What is a mutual fund?

A mutual fund collects the money from investors. This capital is then invested in the financial markets for investors by the fund manager. The great advantage of a fund is that it spreads the risk. He not only invests in a share (equity fund) or in a bond (bond fund) , i.e. what investors should absolutely avoid, but in many. With an equity fund, investors can benefit from the appreciation of the shares and dividend payments.

  1. How can I invest safely? Could a fund be the solution?

Investing money is in the vast majority of cases associated with a risk. Ultimately, this also applies to the savings account. Rule of thumb: the higher the risk, the higher the interest. The risk can be mitigated by, for example, investing in multiple stocks. The principle: losses from one investment can be offset by gains from another. A fund that invests in a variety of investments can thus help invest more safely.

  1. What if the fund company goes bankrupt? Is the savings gone then?

The money that investors put into a fund is what is known as a special fund. If the fund company goes bankrupt, it is protected.This has encouraged more investors to come on-board in recent years, while increasing the appeal of the fund on a far wider scale.

  1. What does a fund cost?

There is nothing for free, not even with the fund investment. The service that fund companies offer has its price. There is a one-time sales charge, sometimes a withdrawal fee, and administration costs. Sounds dramatic, but it’s not like that. There are often discounts on the front-end load. Withdrawal fees are very rare. The management fees are incurred annually for the management of the fund.

  1. Improve your pension with a fund – does that make sense?

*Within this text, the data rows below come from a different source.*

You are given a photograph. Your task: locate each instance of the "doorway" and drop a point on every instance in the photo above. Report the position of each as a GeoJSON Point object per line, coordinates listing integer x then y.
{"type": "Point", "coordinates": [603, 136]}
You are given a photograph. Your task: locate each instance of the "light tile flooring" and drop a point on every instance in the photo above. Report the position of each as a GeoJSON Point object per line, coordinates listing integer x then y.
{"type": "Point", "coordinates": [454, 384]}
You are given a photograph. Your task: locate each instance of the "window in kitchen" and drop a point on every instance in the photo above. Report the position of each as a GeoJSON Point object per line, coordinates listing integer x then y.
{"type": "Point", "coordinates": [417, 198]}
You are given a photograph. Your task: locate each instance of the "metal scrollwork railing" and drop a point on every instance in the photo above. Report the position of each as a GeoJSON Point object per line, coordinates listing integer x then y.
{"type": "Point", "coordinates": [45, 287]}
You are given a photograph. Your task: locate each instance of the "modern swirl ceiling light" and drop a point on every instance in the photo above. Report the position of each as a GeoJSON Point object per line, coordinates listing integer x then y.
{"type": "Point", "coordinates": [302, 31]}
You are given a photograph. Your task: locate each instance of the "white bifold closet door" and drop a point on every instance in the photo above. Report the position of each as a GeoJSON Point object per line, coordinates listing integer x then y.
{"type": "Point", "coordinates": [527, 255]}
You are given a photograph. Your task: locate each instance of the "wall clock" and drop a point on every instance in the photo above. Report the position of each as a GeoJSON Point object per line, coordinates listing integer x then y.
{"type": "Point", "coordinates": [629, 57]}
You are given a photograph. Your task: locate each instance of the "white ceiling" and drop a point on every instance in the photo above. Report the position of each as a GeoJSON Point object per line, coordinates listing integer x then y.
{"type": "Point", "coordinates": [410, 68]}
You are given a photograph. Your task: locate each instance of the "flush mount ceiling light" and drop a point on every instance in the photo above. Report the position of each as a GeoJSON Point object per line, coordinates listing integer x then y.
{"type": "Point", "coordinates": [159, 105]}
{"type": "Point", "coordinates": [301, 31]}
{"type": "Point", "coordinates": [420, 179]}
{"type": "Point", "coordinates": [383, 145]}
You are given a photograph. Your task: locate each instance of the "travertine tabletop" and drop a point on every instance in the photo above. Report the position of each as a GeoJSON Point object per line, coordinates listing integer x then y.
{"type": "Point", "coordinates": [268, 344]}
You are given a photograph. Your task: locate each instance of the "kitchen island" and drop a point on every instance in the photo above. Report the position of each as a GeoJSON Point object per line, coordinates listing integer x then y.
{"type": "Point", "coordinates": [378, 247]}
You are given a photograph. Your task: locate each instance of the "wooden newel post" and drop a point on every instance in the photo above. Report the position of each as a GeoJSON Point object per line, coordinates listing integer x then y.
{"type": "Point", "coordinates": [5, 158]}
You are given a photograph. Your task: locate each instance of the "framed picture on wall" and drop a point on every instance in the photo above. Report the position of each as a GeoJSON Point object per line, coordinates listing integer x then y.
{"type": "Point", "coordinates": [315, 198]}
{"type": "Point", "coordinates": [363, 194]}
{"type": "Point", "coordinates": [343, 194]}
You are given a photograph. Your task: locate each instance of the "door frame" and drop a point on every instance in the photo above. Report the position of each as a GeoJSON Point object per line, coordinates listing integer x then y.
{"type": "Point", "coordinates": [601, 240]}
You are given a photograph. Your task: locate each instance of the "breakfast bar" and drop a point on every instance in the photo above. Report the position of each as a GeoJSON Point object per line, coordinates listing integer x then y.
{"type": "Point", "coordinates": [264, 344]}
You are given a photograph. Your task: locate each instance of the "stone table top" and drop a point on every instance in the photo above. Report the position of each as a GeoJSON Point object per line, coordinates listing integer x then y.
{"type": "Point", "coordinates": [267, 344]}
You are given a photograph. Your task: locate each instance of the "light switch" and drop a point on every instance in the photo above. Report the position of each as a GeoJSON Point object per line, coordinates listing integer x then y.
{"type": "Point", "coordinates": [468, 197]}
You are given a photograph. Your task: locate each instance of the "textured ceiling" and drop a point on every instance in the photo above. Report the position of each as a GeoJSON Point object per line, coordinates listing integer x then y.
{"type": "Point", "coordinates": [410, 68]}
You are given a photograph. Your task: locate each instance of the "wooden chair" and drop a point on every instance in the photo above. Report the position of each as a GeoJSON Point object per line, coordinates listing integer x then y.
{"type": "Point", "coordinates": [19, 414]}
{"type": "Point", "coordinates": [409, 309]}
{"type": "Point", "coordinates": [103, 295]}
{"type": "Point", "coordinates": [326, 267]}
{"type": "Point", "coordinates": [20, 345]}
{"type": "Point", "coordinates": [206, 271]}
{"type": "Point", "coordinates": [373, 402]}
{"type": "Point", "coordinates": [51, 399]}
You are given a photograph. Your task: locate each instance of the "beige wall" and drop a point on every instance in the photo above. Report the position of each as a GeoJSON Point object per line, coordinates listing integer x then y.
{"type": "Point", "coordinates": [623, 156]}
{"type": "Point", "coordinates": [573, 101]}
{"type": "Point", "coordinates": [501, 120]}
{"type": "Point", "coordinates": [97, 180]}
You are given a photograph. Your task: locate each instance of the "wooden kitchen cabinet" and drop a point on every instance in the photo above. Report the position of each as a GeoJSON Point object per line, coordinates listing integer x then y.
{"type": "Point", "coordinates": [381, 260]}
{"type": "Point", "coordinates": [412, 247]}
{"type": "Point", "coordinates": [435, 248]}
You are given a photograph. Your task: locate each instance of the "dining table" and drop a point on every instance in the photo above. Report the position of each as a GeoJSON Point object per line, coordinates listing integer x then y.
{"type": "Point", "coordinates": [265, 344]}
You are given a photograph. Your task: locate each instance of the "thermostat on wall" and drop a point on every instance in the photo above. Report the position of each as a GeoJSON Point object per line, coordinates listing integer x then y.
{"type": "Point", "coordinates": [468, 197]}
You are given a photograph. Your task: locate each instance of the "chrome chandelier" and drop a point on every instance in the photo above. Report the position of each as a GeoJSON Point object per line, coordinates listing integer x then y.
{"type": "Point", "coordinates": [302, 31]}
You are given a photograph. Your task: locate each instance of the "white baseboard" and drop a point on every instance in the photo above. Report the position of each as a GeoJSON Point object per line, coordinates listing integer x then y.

For investors who do not want to invest directly in stocks and bonds, investment funds are an excellent instrument for building up a private pension, in addition to the state pension and / or a company pension. With investment funds, investors can invest for the long term, with a one-off payment or step by step (fund savings or Riester funds savings) and can then benefit from increases in value or dividend payments. Investment funds are strictly monitored (regulated) by the state. The money invested is a separate asset and protected in the event of the fund company’s bankruptcy.

  1. What is fund saving?

Fund saving is basically nothing different than normal saving. In this case, the savings amount goes to an investment fund – and not to the savings account. The saver invests step by step in the stock market, for example. The advantage: The saver invests in a disciplined manner, i.e. always and not only when everyone is buying and the prices are particularly high. Over the years, the regular purchases usually result in an attractive average price, which can lead to a higher final return.

  1. How do stocks work? Does a fund investor have to know?

Fund investors do not need to know in detail how a share works. He should know that there are stocks and that these offer interesting long-term potential returns. The fund manager takes care of the rest – choosing, buying, monitoring, selling.

  1. What is the best way to invest money? Is a mixed fund the solution?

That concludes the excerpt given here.